Arkadaşıma gidip dedim ki;
– Nermin bir kahven, var mı? İçelim. Biraz laflarız. Dedim. Bu günlerde nasılsın canım arkadaşım?
– Eeh, dedi. İyiyim diyelim dedi.
– Hadi otur neler yapıyorsun? Dedim.
– Bir şey yok, günlük hadiseler, dedi.
– Hiçbir şeyi kafana takma, Herkese her şeyin anlatma. Bir de onları duyup canını sıkma. Dedim.
– Kimseyle paylaşmam zaten.
– İyi yapıyorsun, dedim.
Eve gittim huzursuz oldum. Duramadım yerimde. Telefon açtım.
– Nerminciğim seni hiç iyi görmedim. Neyin var? Dedim.
Kapatmaya çalıştı ve en sonunda dedi ki;
– Kızım kızım kötü alışkanlıklar, kötü arkadaşlar edinmiş. Yasaklı madde kullanıyor. Sanırım evde çok agresif. Para yetiştiremiyorum. Babasıyla bu aralar kötü olduk. Dedi.
Bir kaç gün takip ettim Sevgi’yi okul çevresinde. Ertesi günler… Ve sonra giyip okulda tenha bir yerde oturup okul çıkışını beklerim. Son ders zili çaldı herkes evlerine dağıldı. Arkadan uzaktan takip, ettim çocukları.

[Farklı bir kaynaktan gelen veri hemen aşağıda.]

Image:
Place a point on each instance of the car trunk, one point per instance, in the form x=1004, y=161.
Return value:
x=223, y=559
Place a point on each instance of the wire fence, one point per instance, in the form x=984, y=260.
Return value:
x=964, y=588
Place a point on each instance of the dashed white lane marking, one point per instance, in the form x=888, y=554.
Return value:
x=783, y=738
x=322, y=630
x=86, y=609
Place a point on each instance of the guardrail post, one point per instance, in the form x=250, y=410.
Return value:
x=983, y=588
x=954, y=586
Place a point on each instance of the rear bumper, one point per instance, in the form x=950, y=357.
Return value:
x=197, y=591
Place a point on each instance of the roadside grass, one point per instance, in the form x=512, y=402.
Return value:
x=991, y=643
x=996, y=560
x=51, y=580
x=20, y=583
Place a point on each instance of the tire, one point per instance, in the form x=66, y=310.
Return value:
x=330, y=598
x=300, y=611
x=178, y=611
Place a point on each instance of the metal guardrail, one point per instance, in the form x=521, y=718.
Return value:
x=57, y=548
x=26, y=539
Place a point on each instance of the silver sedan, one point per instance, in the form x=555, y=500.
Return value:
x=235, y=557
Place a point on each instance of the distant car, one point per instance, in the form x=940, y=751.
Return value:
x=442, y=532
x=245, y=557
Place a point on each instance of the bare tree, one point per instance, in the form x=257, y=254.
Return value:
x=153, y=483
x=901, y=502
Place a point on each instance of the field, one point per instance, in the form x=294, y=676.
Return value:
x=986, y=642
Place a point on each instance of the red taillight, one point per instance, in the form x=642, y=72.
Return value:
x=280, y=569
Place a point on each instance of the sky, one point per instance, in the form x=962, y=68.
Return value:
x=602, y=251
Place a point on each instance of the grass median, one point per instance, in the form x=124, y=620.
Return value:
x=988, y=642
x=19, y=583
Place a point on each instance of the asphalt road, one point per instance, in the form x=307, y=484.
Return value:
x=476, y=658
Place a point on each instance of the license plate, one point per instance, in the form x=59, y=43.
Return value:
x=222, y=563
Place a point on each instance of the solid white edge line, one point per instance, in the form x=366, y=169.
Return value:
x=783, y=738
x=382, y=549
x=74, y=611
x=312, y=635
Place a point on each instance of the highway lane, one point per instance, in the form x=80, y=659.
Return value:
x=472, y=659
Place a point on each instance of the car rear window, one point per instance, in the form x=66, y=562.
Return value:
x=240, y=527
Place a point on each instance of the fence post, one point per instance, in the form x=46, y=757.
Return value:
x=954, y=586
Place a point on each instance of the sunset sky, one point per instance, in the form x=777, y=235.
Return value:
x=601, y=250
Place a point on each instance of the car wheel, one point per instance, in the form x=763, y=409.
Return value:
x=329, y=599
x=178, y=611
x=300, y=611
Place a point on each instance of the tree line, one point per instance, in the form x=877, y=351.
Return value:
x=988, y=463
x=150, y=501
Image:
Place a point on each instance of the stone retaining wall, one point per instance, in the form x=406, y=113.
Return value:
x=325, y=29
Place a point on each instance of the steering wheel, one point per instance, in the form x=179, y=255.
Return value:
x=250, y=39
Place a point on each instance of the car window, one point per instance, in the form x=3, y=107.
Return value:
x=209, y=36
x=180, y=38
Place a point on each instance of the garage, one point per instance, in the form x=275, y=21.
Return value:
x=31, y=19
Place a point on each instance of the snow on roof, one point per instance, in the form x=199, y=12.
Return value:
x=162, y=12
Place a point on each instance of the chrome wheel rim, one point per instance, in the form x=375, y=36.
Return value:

Erkek arkadaşının evini öğrenmek istiyorum çünkü. Çocuk çantasını eve bıraktı, kapıdan döndü. Dada sonra… Beş dakika sonra ben gittim. Zili çaldım, kapı açıldı.
– Buyurun kimsiniz? Dedi.
– Hanım ben bir komşuyum say. dedim.
İçeri buyur ettiler, İçeri girdim dedim ki;
– Hanımefendi sözü fazla uzatmayacağım ben kaç gündür yakın takip ediyorum. Sizin oğlunuzla yakınımın kızı yasaklı madde kullanıyorlar. Dedim.
– Eeh… Ne olmuş? Dedi.
Gözlerim fal taşı gibi açıldı.
– Biliyor musunuz? Dedim.
– Ben o kadar mücadele ettiğim halde baş edemedim. Dedi.
Eşi eve geldi. Bir şeyler konuştular. Kulak kabarttım.
Adam;
– Kov gitsin! Dedi. Başımıza bela, olacaklar. O kızı da bizim oğlumuzdan uzak tutmak zorundayız. Dedi beyefendi.
Ben bunları duyunca hemen kalktım . Emniyete gittim bildiklerimi anlattım. Sonra arkadaşım Nermin’e gittim, olanı biteni anlattım.
– Herkese derdinizi anlatmayın. Herkes alayla çay masalarında arkadaşlarına sohbet konusu yapıyor. Dedim.